Stop Flying Blind: How to Meter and Control API Usage

Kevin Brown on Aug 6, 2023

6 min read

Data flowing through metering pipeline with API requests passing through measurement gates and aggregating into usage buckets for cost calculations

Introduction

Last year I watched a finance director lose his mind during a quarterly budget review. His team’s infrastructure costs had doubled, but when he asked engineering why, nobody could answer. The problem wasn’t capacity — it was one internal team consuming 80% of an API’s capacity while costs were split evenly across six teams. The heavy user’s budget allocation: $15,000. Their actual cost: $120,000. The other five teams were subsidizing them, and nobody knew.

This isn’t a billing problem — it’s a visibility problem. Without measurement, you’re guessing at capacity planning, pricing decisions become political negotiations, and cost allocation is fiction. APIs aren’t free to operate. Every request costs compute time, network transfer, and storage. Usage patterns vary wildly: one consumer might make 100 requests per day, another 10 million.

The pattern I’ve seen repeatedly: teams build APIs focused on functionality, ship them, then realize months later they can’t answer basic questions. Which team is driving costs? Which endpoints are expensive? Should we charge for this feature? By then, changing the contract is organizational surgery.

Here’s the foundation you need: usage metering and quota enforcement. Get these right and everything else — billing, cost attribution, pricing models — becomes straightforward. Skip them and you’re flying blind.

Building the Metering Pipeline

What to Meter

The dimensions you capture become your billable units and cost attribution keys. Start with six essential dimensions:

Request count: Basic usage tracking, quota enforcement
Endpoint/route: Cost per feature, optimization targets
Compute time: Processing-intensive API pricing
Data transfer: Bandwidth costs, egress pricing
Consumer ID: Per-team/customer attribution
Response status: Error rate tracking, retry detection

You don’t need all six on day one. Start with request count and consumer ID — that gets you 80% of the value. Add compute time and data transfer once you understand usage patterns. The endpoint dimension becomes critical when you realize one route costs 10x more than others.

I’ve seen teams overthink this and try to meter everything: request payload size, database query count, cache hit rates, memory usage.
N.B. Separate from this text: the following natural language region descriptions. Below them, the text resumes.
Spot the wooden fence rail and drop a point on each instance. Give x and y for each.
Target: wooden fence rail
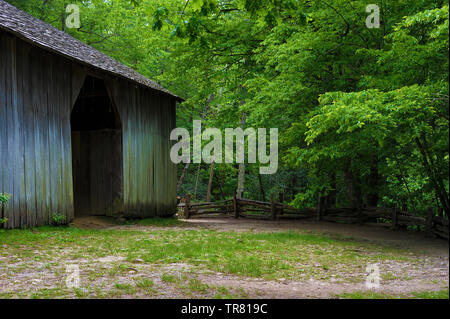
(248, 208)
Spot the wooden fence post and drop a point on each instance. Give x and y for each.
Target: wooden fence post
(235, 205)
(273, 207)
(429, 222)
(394, 218)
(187, 202)
(281, 200)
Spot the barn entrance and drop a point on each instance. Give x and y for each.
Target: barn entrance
(96, 152)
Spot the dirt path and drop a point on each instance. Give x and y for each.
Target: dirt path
(428, 272)
(400, 239)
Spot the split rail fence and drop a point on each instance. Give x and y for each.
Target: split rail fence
(276, 210)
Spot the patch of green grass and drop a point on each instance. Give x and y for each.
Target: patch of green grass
(161, 222)
(144, 283)
(169, 278)
(291, 255)
(442, 294)
(366, 295)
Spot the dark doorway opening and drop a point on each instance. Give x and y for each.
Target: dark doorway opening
(96, 152)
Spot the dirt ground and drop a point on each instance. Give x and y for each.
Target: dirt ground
(431, 275)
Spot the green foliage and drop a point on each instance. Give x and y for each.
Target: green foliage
(361, 112)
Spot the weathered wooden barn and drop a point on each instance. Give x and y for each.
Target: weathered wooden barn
(80, 133)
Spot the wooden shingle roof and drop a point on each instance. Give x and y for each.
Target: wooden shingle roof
(42, 34)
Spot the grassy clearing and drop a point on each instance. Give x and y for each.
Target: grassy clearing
(113, 262)
(290, 255)
(441, 294)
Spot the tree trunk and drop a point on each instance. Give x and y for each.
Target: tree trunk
(241, 174)
(196, 180)
(261, 188)
(372, 196)
(205, 111)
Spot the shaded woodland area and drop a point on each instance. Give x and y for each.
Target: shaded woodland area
(362, 112)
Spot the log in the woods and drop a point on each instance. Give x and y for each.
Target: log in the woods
(251, 216)
(411, 219)
(341, 219)
(294, 216)
(208, 203)
(251, 201)
(440, 221)
(194, 213)
(440, 234)
(209, 207)
(254, 205)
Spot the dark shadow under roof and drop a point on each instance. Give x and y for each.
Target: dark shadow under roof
(47, 37)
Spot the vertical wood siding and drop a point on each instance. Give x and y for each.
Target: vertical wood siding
(35, 104)
(147, 117)
(37, 92)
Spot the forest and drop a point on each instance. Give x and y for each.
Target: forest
(362, 110)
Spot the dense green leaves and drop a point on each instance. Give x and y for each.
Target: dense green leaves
(362, 112)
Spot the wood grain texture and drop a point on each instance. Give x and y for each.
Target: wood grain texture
(37, 92)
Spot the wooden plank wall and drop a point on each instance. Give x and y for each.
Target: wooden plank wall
(147, 117)
(36, 96)
(37, 92)
(97, 172)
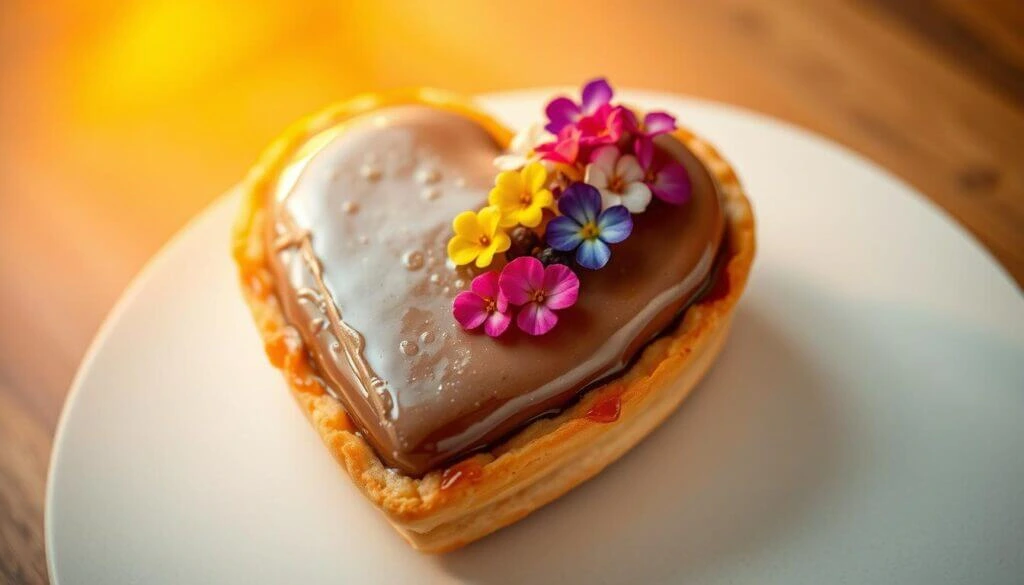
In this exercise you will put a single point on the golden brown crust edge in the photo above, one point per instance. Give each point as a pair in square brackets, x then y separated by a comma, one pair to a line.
[542, 461]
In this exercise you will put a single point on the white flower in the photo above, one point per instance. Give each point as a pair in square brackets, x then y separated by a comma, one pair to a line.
[620, 178]
[520, 152]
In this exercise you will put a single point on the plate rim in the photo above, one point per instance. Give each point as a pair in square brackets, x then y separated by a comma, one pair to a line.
[536, 94]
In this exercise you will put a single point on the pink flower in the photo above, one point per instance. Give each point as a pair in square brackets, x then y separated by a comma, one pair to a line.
[603, 127]
[563, 112]
[619, 177]
[482, 304]
[539, 291]
[667, 178]
[564, 149]
[654, 124]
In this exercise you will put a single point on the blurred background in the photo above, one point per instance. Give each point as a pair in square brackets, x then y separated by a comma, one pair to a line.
[121, 120]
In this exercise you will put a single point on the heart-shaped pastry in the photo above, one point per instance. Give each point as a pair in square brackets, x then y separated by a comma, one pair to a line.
[342, 256]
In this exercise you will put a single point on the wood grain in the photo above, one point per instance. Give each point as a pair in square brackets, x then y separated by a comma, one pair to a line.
[121, 120]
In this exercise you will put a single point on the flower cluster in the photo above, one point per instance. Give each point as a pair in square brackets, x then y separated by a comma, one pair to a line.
[524, 283]
[563, 196]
Don’t. More dimensions mean more storage, more complex aggregation, and harder-to-explain bills. Meter what you’ll actually use for pricing or optimization decisions.

Architecture: Async Metering

The critical architectural decision: meter asynchronously. Don’t block API responses waiting for usage events to be written. Emit events to a message queue, process them in the background, aggregate them into time-series storage.

# Example architecture using AWS services
api_gateway:
  on_request_complete:
    - emit_usage_event_to_sqs

metering_pipeline:
  event_source: sqs_queue
  processor: lambda_function
  aggregator:
    schedule: every_5_minutes
    writes_to: timestream
  storage:
    time_series: timestream  # or TimescaleDB, ClickHouse
    retention: 90_days

Async metering architecture with AWS SQS and Timestream.

The flow: API Gateway emits usage events → SQS queues them → Lambda processes and validates events → aggregator runs every 5 minutes to roll up counts → Timestream stores the time-series data for 90 days. This architecture keeps the API fast while ensuring usage data is eventually consistent.

Why async matters: if your metering database goes down, your API stays up. Usage events queue up and get processed when the database recovers. The alternative — synchronous metering — means every API request waits for a database write. That’s 20-50ms of added latency and a single point of failure.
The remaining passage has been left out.